Photos don't capture it to its full extent, but Mel's work just seems to literally glow in a way that, to me, defies having been created with pen, ink and paint; it looks more like she's managed to install some kind of souped-up light-box inside the paper that gives her work an ethereal radiance. However, the paper is of an unsuspicious thickness, but it does have a texture that makes the prints look as tactile and 'real' as the originals. You can click on any of the photos in this post to see them at a larger scale.
I'd actually desperately wanted one of Mel's drawings the moment I first saw them, in part because her style is so entirely in keeping with what I knew my husband would absolutely love, so I was completely delighted when she started selling affordable giclee prints and I was her very first customer. My husband and I chose two prints together (frames yet to arrive, so for now they're pictured in their mounts). Our first choice was the Avenue of Birds.
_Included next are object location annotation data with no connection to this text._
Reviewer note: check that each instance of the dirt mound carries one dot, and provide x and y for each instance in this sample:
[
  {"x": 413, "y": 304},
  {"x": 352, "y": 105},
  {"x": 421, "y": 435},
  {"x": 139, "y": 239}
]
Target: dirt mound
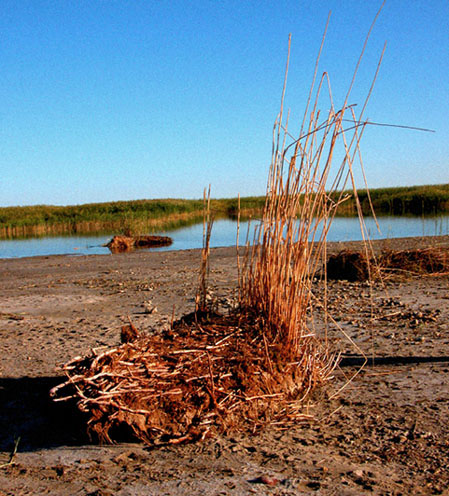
[{"x": 356, "y": 266}]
The second print, Catherine II, shows Catherine from Wuthering Heights enveloped by a tree as she waits for Heathcliff. I love how the two have merged together, leaving no visible boundary as to where one begins and the other finishes. That the tree looks to be swaddling and cocooning her, while at the same time imprisoning her, gives the drawing an intrinsic sadness that I find completely captivating. This is the second of two drawings in the series; the first shows Catherine at an earlier stage, when her arms are less tightly bound within the trunk of the tree. Both leave me not only in awe of Mel's imagination, but also her ability to translate an idea that exists only in her mind's eye onto paper with such incredible skill.
I've never really loved Wuthering Heights and it's possibly my least favourite classic (it's one of my sister's favourites though, so even though I don't love it myself, I have a second-hand fondness for it) and my husband has never read or seen Wuthering Heights, but we both fell in love with this image and the intense pencil strokes it's created with.
Mel's prints start at just £10 (I think that's around $15USD) and she ships worldwide. Please do go and have a look at her beautiful new shop if you have a bare spot on your wall and like what you've seen here - it comes highly (and very fondly) recommended by me!
Ps. Mel's shop, The Hallelujah Tree, is named after the Jeff Buckley song, Hallelujah, which happens to be a favourite of mine too - the singing starts around 1m20 in the linked video. I've heard my husband play this song so many times, that I've realised re-listening to this now, that it's ruined the original for me slightly, as I prefer my husband's version (possibly in the way that any happily biased wife might).